At the other end of the TV scale sits the excellent value 1080p LCD TV, the LG LH7000. Unlike the Philips, it offers just 100Hz TruMotion and there are no frills added on like the Ambilight, but what the LH7000 does do, it does very well. The panel is just 52mm thick which is fantastically thin for a mid-range LCD, but it still houses all the HDMI, USB and Bluetooth connections you could wish for. Yes, there's no Ethernet or Wi-Fi but, for £583, it's still an excellent deal.
The set will play VOB, MOV (Quicktime), MKV and DivX HD video files – alongside more usual filetypes such as AVI and MPG - as well as JPEG and MP3 too, which you can even do via Bluetooth. Design-wise it's in the same vein as the Scarlet series but without the red patches and would be perfect to hang on the wall if the cables don't get in the way. All the same, a very good TV at a very good price.
Bringing the first Blu-ray recorder to the UK, it's of small wonder that the Panasonic DMR-BS850 made the shortlist of nominees for Best Home Cinema Device 2009. As well as etching the blue ones, it features a twin Freesat tuner that allows users to record one Freesat channel whilst watching another and receive a couple of HD channels as well.
On top of that, it stacks a mighty 500GB HDD to store all your bits and pieces and you can archive your AVCHD files from your camcorder, thanks to an SD card slot, USB and DV connections, meaning you can keep them in that space too. Naturally, the BD players supports BD-Live and BonusView, as well as Panasonic’s new Viera Cast technology, so you can access selected online content as well. What's more there's also smart compression options, so your high-def content can be compressed, meaning you'll get much more onto your recordable media, albeit with loss in quality.
The only downside is that you can't copy to USB, but that's more of a bit of a shame than a product ruiner and one most people soon forget. All in all, a very strong contender for this year's gong.
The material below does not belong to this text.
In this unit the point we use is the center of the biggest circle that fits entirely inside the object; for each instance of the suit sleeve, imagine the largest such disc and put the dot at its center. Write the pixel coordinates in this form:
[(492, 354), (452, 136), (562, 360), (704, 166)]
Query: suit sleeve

When the Humax Freesat+ Foxsat-HDR was launched at the end of last year, it was the only device capable of pausing, rewinding and recording Freesat HD digital TV, as well as access SD TV, radio and interactive channels. Then the Panasonic DMR-BS850 turned up. Nevertheless, the Humax offering gives much of the same functionality, minus the Blu-ray and 120GB of the HDD space, but at a much lower price.
The 320GB hard drive stores up to 80 hours of HD programming, or up to 200 hours of standard definition shows, while the 8-day on-screen electronic programme guide makes it easy to scan the Freesat TV schedule and plan your viewing. It has advanced digital text, interactive services, HDMI connectivity, parental controls, Dolby digital output, two SCART sockets and is a really good buy at £123.
It may not be the first gadget you think of when someone mentions home cinema but the PlayStation 3 Slim offers so much more than just a few good games. Most obviously, it negates your need for buying an additional Blu-ray player but it also acts as an HD media streaming device as well. It plays WMA, AAC and MP3 music files as well as a fair amount of video codec support with MPEG4/H.264, MPEG2, AVI (MJPEG), AVCHD, DivX and WMV all represented and there's BD Live and DNLA devices too.
Naturally, there are both Ethernet and Wi-Fi connections to get the thing on your home network plus optical, USB and HDMI connections along with Dolby and DTS sounds support. All this on the inside and finally Sony has made it not so much of a monster on the outside.